The two-day's visit to Bangladesh by the home minister of the newly elected Malaysian government is learnt to have ended on a positive note. As expected from the Bangladesh side, the main focus of the meeting between the Bangladesh's expatriates' welfare and overseas employment minister and the Malaysian home mister was on relaxing the existing migration law of Malaysia and making the manpower recruitment process easier, faster and cheaper. To this end, the joint working group comprising representatives of the two nations, it was informed, may sit sometime this month.
As reported in the media, the meeting between the two ministers also considered the possibility, if necessary, of reviewing the Memorandum of Understanding (MoU) signed in December, 2021 between the two countries when the immediate-past Malaysian government was in office. Notably, the stakeholders from Bangladesh side at that time expected that the Malaysian recruiting agencies would bear the recruitment cost of Bangladeshi workers. Additionally, it was also expected that they would pay the plane fare, prepare job contract, bear the cost of repatriation and housing. Also, the Malaysian employers of Bangladeshi workers would pay the immigration and visa fees, costs of health check-up, insurance, etc. However, the MoU in question drew a lot of flak from the recruiting houses and other quarters concerned in Bangladesh. The reason is, as the local stakeholders noted, the MoU in question allowed only 25 Bangladeshi recruiting agencies to perform the job of sending workers to Malaysia. It would be worthwhile to mention here that at present there are over 1,500 registered recruiting agencies in Bangladesh, though the government permits only 100 of them to send workers abroad.

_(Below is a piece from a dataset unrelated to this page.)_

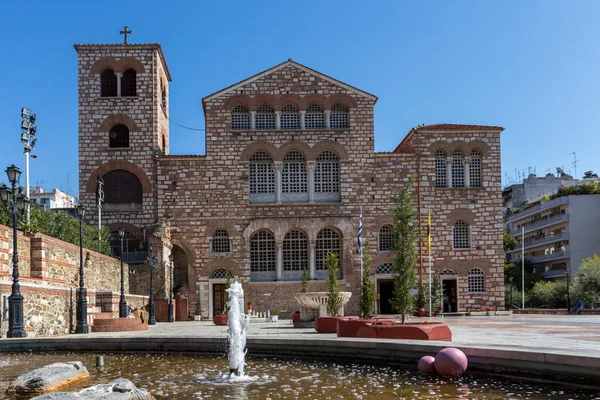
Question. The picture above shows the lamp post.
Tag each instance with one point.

Regrettably,however, allegations abound against the local recruiting agencies. One of those is that they charge between Tk 250,000 and Tk 300,000 as migration expenses from Bangladeshi workers seeking jobs in Malaysia, which is rather high considering that the government-fixed rate for the job is Tk79,000 for each person recruited. Against this backdrop, the ministers from the two countries have left these issues, as included in the MoU, to the proposed working group meet for resolution through discussion. Reassuringly, the visiting Malaysian minister, as he spoke to the press following the meeting, appeared quite responsive to the concerns as expressed by the Bangladesh side. Especially, his statement that his government was working to speed up the process of hiring workers from abroad and reducing cost of migration is no doubt of great significance.
The Malaysian minister further informs that his newly elected government is sensitive towards meeting the foreign workers' needs, reducing various costs and protecting their integrity. Most importantly, the Malaysian minister's disclosure that his government has meanwhile legalised a good number of foreign workers as part of its programme to regularise illegal foreign workers is appreciable. Starting at the end of the last month, it is no doubt music to our ears that 55 per cent of those legalised so far are migrant workers from Bangladesh. The willingness that the Malaysian side has shown to change the existing rules if those cannot meet those requirements is uplifting. Last but not least, such a visit to Bangladesh by a Malaysian cabinet minister whose government has taken office only two months back, hopefully, heralds a new era in every sphere of bilateral cooperation between the two nations in the future.